September 15, 2021
It is quite incredible that Mr Clinton should have chosen to raise concern about the cost of travel for a Parliamentary conference in Belfast when his own seat is nearly three times as expensive as that booked by a Government Minister for the same event. This suggests that his main objective was to generate an artificial controversy in public rather than a genuine expression of concern.
This latest Commonwealth Parliamentary Association (CPA) conference is taking place in Belfast. It appears Mr Clinton chose to travel from Gibraltar to London in Club Class and then from London to Belfast. This came to a combined cost of approximately £1,100 return. There is a Minister attending this same conference who instead chose to travel with a low cost carrier to Belfast at a cost of only £384 return.

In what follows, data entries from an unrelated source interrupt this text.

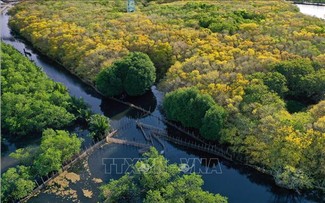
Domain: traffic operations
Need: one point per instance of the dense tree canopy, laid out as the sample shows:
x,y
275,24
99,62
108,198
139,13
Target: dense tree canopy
x,y
134,74
56,147
161,183
30,101
99,125
16,183
249,56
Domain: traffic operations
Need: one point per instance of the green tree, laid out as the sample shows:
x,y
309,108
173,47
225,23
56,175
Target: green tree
x,y
25,155
109,83
56,147
294,71
134,74
313,85
99,125
213,122
187,106
274,80
30,101
16,183
48,161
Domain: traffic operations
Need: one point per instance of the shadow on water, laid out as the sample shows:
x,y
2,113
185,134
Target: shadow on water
x,y
116,110
238,183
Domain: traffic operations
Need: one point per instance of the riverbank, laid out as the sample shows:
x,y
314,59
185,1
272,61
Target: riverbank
x,y
308,3
154,113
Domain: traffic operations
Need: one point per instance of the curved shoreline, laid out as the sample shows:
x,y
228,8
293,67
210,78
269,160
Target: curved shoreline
x,y
90,84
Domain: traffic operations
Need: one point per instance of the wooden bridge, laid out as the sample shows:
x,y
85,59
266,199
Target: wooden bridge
x,y
126,142
205,147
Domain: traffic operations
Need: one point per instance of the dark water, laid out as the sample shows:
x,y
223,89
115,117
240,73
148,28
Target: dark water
x,y
238,183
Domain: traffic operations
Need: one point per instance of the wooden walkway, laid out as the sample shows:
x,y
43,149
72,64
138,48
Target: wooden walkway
x,y
126,142
67,165
211,149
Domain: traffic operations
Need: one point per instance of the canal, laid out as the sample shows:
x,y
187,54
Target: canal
x,y
238,183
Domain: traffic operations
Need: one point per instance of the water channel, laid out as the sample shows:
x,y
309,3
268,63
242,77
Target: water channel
x,y
238,183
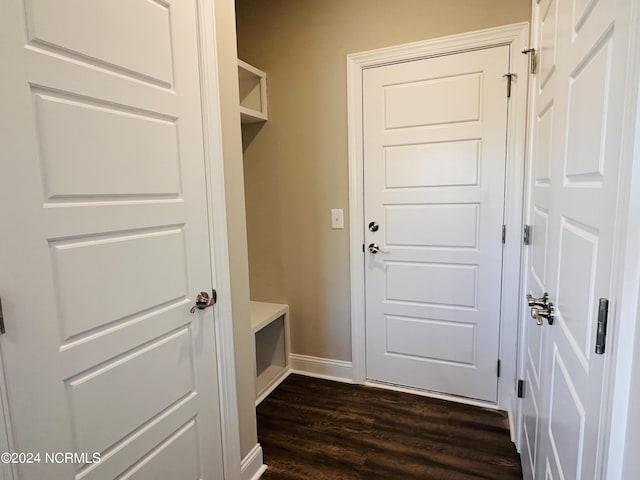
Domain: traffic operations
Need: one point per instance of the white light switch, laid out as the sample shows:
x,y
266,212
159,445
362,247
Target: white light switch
x,y
337,219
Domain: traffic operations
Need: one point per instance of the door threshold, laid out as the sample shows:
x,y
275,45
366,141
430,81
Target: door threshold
x,y
431,394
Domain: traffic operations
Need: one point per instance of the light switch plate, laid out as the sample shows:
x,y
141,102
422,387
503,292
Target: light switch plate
x,y
337,219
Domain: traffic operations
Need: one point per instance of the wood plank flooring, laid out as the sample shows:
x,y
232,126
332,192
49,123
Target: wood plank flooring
x,y
312,429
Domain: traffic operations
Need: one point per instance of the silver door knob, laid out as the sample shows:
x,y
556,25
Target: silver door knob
x,y
375,248
535,314
203,300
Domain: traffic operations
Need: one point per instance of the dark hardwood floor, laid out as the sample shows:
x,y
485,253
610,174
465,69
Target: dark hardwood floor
x,y
312,429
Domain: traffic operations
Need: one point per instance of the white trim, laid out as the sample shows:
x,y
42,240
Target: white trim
x,y
512,426
7,470
217,216
281,378
516,36
618,402
440,396
337,370
252,466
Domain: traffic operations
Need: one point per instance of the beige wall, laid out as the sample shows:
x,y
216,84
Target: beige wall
x,y
296,166
236,224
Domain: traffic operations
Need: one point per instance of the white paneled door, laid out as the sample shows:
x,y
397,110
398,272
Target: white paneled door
x,y
105,241
576,117
434,177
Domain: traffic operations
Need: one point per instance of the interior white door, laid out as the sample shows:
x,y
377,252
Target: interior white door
x,y
577,105
105,241
434,176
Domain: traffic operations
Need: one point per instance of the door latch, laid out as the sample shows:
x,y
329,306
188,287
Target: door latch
x,y
601,334
533,57
204,300
541,308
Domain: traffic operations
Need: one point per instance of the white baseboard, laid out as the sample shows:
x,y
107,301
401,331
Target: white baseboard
x,y
337,370
252,466
439,396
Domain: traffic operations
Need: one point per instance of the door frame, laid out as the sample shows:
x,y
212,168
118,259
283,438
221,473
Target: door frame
x,y
218,244
516,36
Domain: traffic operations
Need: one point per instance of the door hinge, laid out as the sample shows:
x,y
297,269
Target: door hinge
x,y
533,59
2,330
526,237
509,77
603,317
520,391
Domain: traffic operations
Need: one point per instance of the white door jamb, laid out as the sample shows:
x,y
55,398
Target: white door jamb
x,y
517,37
217,217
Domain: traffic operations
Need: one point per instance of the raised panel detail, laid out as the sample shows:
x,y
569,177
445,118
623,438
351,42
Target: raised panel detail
x,y
548,41
432,339
85,29
432,225
92,151
581,11
437,101
534,349
576,280
539,246
160,462
586,118
89,273
544,135
102,408
433,164
434,283
566,421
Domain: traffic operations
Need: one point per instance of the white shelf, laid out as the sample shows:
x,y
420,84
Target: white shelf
x,y
253,93
262,314
270,327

More than that, it is regrettable that Mr Clinton has chosen to air such an issue in this way, rather than through the proper channels of the Branch of the Association. The Government and Opposition of the day have historically worked together in the CPA to promote the wider interests of Gibraltar and indeed operate as one single Gibraltar team to project the interests of our country as a whole. For decades, Gibraltar’s Parliamentarians have scrupulously avoided embroiling the CPA in any area of local controversy, even where strongly held views have been held behind the scenes.

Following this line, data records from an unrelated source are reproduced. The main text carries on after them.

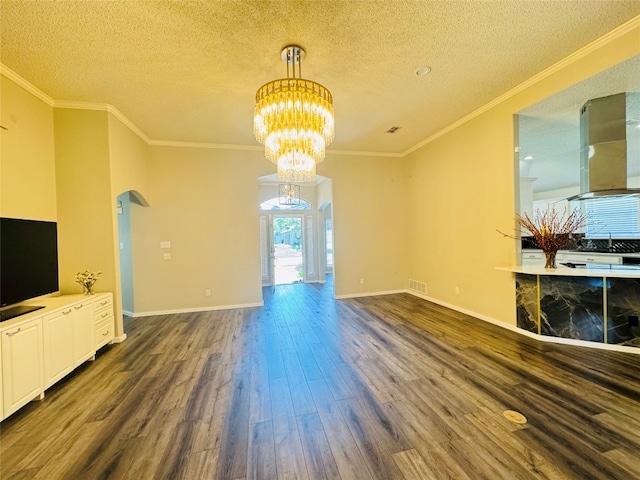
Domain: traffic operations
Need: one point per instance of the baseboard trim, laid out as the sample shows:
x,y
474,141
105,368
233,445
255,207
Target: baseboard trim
x,y
368,294
119,338
540,338
194,309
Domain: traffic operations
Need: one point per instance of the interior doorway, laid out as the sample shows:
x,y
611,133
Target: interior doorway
x,y
287,249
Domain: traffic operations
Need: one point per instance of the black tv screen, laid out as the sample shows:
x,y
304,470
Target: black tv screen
x,y
28,259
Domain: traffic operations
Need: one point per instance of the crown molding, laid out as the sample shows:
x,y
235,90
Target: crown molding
x,y
33,90
355,153
622,30
105,107
214,146
574,57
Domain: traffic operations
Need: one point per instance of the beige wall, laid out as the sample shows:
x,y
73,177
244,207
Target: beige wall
x,y
129,156
431,216
27,161
205,202
369,222
460,189
86,211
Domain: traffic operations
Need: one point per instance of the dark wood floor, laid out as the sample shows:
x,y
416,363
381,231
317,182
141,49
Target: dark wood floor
x,y
308,387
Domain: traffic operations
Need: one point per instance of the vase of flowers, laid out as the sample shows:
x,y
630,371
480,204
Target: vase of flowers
x,y
551,231
87,279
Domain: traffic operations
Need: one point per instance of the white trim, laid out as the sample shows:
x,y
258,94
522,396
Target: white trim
x,y
29,87
120,338
574,57
196,309
216,146
105,107
365,154
540,338
367,294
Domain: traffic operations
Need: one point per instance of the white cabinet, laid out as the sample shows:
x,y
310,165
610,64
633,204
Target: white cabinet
x,y
532,258
22,365
103,320
58,345
42,347
83,339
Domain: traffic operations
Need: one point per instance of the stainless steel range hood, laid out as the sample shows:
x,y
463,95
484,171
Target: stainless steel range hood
x,y
603,146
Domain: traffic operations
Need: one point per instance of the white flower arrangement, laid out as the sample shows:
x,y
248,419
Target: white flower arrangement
x,y
87,279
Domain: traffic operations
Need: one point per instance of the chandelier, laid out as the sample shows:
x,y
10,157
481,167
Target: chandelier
x,y
294,121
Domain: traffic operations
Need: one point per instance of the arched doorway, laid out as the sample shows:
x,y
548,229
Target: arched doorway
x,y
293,237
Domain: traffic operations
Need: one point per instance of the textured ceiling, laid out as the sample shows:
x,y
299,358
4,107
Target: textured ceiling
x,y
188,71
550,129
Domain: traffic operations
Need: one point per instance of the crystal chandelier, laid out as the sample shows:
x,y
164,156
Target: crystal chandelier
x,y
294,120
289,194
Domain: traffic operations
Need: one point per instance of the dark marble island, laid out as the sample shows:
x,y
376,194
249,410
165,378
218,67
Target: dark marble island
x,y
595,304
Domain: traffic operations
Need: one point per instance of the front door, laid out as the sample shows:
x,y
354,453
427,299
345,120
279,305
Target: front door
x,y
287,247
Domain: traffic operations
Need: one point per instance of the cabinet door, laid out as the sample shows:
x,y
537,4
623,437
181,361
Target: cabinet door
x,y
22,365
58,346
83,332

Mr Clinton must know that this aspect of the international work of all our Parliamentarians is handled directly by the Gibraltar Parliament and not the Government, following practices and procedures which have stood the test of time under successive administrations, including the time of the GSD in Government. In other words, the funding of flights to attend these conferences for the whole financial year is within the budget of the Gibraltar Parliament itself, as is the booking of flights, and this follows the policy of the Association. Therefore the method of booking travel to Commonwealth Parliamentary events has not changed and it remains a matter for the Parliament and the Parliamentarians travelling and not for the Government. The Government nonetheless entirely agrees with Mr Clinton as there is no need whatsoever for CPA travel to be in more expensive cabins, as Opposition members are not required to work on such flights in any manner that can legitimately be described as being in the tax payers financial interests.
In any case, if he felt so strongly about this matter, Mr Clinton should have done one of two things, or both of them. The first is to raise the matter with the Gibraltar Branch in order to change the policy and the second to check and change his own travel arrangements in order to reduce the cost.